Oui je pense que la plupart des lecteurs (ou commentaires sur la partie aéronautique) ne savent pas que l'électricité ne servira à rien avec un turboréacteur :-) c'est bien un roulage électrique avec moteur dans les roues pour lancer l'avion (et l'idée d'un équivalent de catapulte est intéressante et c'est même étonnant que cela ne soit pas appliqué). Avec une hélice (turbopropulseur) on est limité en altitude et en vitesse.
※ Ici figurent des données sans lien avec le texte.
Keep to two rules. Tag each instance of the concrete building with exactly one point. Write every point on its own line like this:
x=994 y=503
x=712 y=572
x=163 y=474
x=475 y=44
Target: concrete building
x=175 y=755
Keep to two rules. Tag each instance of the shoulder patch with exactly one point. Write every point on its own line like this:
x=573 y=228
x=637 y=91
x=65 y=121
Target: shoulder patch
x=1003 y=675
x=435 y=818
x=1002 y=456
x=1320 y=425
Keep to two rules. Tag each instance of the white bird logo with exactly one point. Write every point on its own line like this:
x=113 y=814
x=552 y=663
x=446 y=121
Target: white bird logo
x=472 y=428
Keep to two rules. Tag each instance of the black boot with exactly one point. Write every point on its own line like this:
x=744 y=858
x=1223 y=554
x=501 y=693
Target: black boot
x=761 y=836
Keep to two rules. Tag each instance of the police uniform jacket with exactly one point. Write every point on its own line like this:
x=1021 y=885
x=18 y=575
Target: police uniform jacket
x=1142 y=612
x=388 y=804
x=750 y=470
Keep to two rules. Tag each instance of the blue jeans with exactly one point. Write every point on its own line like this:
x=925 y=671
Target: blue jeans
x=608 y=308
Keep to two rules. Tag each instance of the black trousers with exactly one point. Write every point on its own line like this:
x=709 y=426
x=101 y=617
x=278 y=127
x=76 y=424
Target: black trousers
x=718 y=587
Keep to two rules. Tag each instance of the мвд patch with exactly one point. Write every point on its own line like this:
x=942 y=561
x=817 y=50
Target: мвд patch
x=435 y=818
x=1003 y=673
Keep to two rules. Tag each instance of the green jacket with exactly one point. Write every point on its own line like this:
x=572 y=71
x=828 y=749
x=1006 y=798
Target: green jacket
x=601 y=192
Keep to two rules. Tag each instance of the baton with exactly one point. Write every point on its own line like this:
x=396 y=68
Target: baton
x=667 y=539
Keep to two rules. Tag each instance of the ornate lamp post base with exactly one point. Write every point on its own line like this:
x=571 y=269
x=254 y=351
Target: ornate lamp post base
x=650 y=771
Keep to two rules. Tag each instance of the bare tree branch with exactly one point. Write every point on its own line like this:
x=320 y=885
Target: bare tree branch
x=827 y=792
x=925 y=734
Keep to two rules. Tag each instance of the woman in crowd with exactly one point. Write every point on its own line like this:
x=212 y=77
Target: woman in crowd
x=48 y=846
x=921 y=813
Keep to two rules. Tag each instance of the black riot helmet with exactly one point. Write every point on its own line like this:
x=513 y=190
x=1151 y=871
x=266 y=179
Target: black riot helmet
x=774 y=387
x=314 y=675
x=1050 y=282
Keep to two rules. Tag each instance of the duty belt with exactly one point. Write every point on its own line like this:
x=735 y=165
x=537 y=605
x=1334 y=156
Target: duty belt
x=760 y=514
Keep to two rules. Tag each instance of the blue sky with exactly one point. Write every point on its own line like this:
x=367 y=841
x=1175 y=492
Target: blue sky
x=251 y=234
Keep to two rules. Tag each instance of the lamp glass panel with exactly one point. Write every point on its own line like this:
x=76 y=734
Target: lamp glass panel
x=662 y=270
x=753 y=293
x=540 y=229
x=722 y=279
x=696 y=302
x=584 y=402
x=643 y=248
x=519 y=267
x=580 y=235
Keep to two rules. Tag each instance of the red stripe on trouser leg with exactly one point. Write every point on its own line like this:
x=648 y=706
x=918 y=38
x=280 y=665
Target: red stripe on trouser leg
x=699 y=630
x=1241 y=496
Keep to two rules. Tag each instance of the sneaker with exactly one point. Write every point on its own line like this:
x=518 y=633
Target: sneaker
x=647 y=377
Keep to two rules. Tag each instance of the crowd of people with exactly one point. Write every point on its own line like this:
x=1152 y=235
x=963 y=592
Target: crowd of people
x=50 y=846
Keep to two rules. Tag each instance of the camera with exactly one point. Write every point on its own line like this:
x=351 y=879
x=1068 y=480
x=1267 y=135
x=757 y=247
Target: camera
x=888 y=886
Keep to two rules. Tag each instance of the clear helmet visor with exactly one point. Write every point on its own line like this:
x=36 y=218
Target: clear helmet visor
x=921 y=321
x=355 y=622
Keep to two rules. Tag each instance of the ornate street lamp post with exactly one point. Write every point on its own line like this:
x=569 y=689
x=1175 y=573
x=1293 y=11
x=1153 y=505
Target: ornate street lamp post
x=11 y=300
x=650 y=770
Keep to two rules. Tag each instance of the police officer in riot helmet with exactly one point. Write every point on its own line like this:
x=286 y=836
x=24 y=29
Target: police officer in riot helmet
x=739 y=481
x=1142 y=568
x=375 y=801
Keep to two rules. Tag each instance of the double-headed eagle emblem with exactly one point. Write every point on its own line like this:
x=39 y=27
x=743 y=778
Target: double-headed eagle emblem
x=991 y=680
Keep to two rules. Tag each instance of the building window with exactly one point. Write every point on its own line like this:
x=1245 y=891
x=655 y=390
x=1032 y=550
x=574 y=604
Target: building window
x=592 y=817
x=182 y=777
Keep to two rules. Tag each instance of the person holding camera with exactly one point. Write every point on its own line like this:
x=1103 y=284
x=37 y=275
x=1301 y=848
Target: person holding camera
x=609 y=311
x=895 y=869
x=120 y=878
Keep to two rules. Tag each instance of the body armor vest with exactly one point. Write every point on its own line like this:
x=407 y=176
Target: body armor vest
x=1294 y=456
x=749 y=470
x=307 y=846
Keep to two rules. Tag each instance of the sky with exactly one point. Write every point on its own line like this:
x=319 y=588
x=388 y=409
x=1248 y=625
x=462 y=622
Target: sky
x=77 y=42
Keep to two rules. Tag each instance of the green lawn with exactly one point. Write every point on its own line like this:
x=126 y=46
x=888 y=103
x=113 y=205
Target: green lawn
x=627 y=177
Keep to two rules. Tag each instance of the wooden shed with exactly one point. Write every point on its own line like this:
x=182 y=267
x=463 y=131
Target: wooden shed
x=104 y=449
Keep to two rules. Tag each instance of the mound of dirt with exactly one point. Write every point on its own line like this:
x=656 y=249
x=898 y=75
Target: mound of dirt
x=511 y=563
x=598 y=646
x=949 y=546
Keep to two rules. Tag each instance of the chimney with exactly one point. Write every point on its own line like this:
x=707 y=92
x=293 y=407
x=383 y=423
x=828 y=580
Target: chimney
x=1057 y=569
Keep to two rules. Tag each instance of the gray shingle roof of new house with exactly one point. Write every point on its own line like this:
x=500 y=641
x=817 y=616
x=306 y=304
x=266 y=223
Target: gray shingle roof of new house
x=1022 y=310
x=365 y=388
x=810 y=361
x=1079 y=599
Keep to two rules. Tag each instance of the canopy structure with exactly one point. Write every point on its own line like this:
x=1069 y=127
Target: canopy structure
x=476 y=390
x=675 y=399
On fera le même commentaire que sur les bateaux de croisière qui à quai sont incapables de se brancher sur une prise et brûle du fioul lourd pour produire l'électricité à bord... un scandale !
Sinon je rejoins les commentaires sur le fait qu'un gars qui dit que l'objectif est de faire Paris-Marseille d'une traite n'a réellement pas compris les enjeux ! Mais on le savait déjà quand on ne propose une Zoé avec une seule capacité de batterie (avec les évolutions) alors qu'une 22kWh avec la densité et le prix de maintenant serait très intéressante pour de multiples usages où on n'a pas besoin de 52kWh et ce serait plus efficace (et moins lourd).

Bionelil y a 3 ans

Si c'est juste pour dire qui la sort le premier, dans ce cas Bolloré, ça fait depuis des années qu'il a une batterie solide dans ses bus et autres. Par contre c'est pas très adapté au grand public.

Bionelil y a 3 ans

Tous ceux qui ont une Megane 100% électrique le confirmeront. Elle est remarquablement sobre en usage normal;
Bjorn Nyland a aussi été très impressionné par la Mégane, pour son autonomie et sa finition digne des allemandes de la grande époque.